3. Fare sviluppo deve diventare l’obiettivo europeo
prioritario, per superare o almeno attenuare il prevalente orientamento
restrittivo dettato dalla necessità di rigore fiscale. In breve occorre agire
con determinazione sul denominatore del rapporto debito/PIL. In questa ottica assume
rilievo la responsabilità dei paesi in surplus negli scambi interni
all’Eurosistema, in primis la Germania. Buona parte della competitività di
questo paese è legata all’avere beneficiato di un cambio interno in euro
(quindi con rapporto 1 a 1) fortemente sottovalutato rispetto al livello del
tasso di cambio che il marco avrebbe raggiunto in presenza delle monete
nazionali e che raggiungerebbe se alcuni paesi, tra questi Grecia e Italia,
uscissero dall’euro. A fronte di questo vantaggio, la Germania dovrebbe
assumersi la responsabilità di svolgere il ruolo di locomotiva, aumentando la
domanda interna e, di conseguenza, aumentando le importazioni dagli altri paesi
europei. Questa politica espansiva è resa possibile sia dal maggiore potenziale
di sviluppo che il surplus esterno consente alla Germania sia da una situazione
attuale che non è inflazionistica. Si tratta di una soluzione già auspicata da
Keynes come exit strategy dalla grande depressione degli anni trenta. In
presenza di crisi depressiva non inflazionistica spetta ai paesi in surplus
l’onere dell’aggiustamento espansivo internazionale. Questa regola andrebbe
promossa e applicata all’interno dell’Eurosistema.
4.
La soluzione principale, che però richiede tempi di
attuazione ancora lunghi, è il rilancio del processo di integrazione europea,
del quale la realizzazione della unificazione monetaria ha rappresentato solo
un primo passo: un primo passo importante, compiuto contro le regole che nella
teoria e nella storia prevedono la istituzione della moneta unica dopo aver
realizzato l’unificazione politica. La deroga si rese necessaria nel contesto
storico degli anni Novanta, come mossa strategica per rafforzare l’unione
europea in presenza di rischi di scollamento dovuti al crollo del muro di
Berlino e alla riunificazione delle due Germanie. L’obiettivo della unione
monetaria è stato utilizzato come catalizzatore di una futura unificazione
politica suggellata da un governo europeo sovranazionale. La crisi ha messo in
evidenza la necessità di procedere in questa direzione con decisione.

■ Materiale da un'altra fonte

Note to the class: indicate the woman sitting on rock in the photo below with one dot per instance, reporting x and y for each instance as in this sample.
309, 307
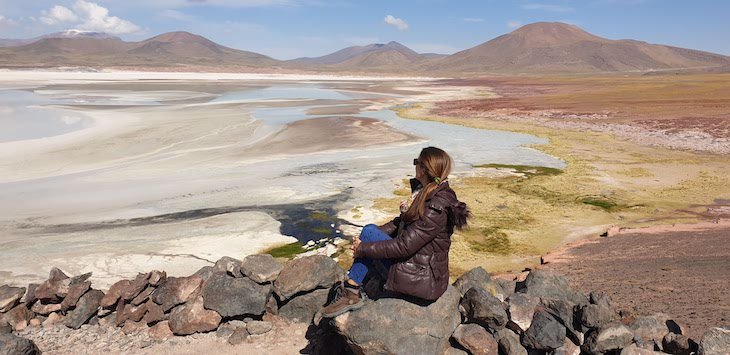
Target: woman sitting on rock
415, 245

Soprattutto in presenza di realtà territoriali molto differenziate alle quali
la politica monetaria unica non può dare risposte in termini di riequilibrio.
Occorrono risorse fiscali indirizzate verso i territori in difficoltà di
sviluppo, come del resto avvenne nella unificazione monetaria tedesca che
comportò una migrazione di popolazione dalla meno sviluppata Germania dell’Est
verso la Germania dell’Ovest e in senso opposto flussi finanziari pubblici per
attenuare i divaridi sviluppo e con essi i flussi migartori interni.
In conclusione,
le crisi mettono in evidenza le fragilità istituzionali e, come sta avvenendo,
la crisi attuale mette a dura prova la fragilità istituzionale della Unione
Europea. Se ne esce in due modi:
1.
lasciando crollare le istituzioni europee, con la
spinta sostanziale che verrebbe dall’uscita della Grecia e dal progressivo
sgretolamento dell’Eurosistema. In tal modo si annullerebbe il cammino
pluridecennale che ha portato pace e stabilità nello spazio europeo, anche se in
presenza di ritardi, scollamenti e difficoltà nel procedere alla rinunzia a
dosi crescenti di sovranità nazionale
2. oppure impegnandosi a rafforzare le istituzioni con la
progressiva affermazione di un governo federale europeo in grado di manovrare
risorse fiscali proprie, nell’interesse collettivo di un’area che, nonostante
sia ad alto livello medio di sviluppo, sarebbe destinata a inevitabile declino
se si presenta divisa in singoli piccoli stati per fronteggiare le sfide della
globalizzazione.
Delle due credo ci siano ragioni sufficiente
che giustificano la preferenza per la seconda soluzione. Ed è per questo che
credo convenga all’Europa “salvare” la Grecia, imponendole un finanziamento con
aggiustamento graduale e sostenibile dei propri squilibri.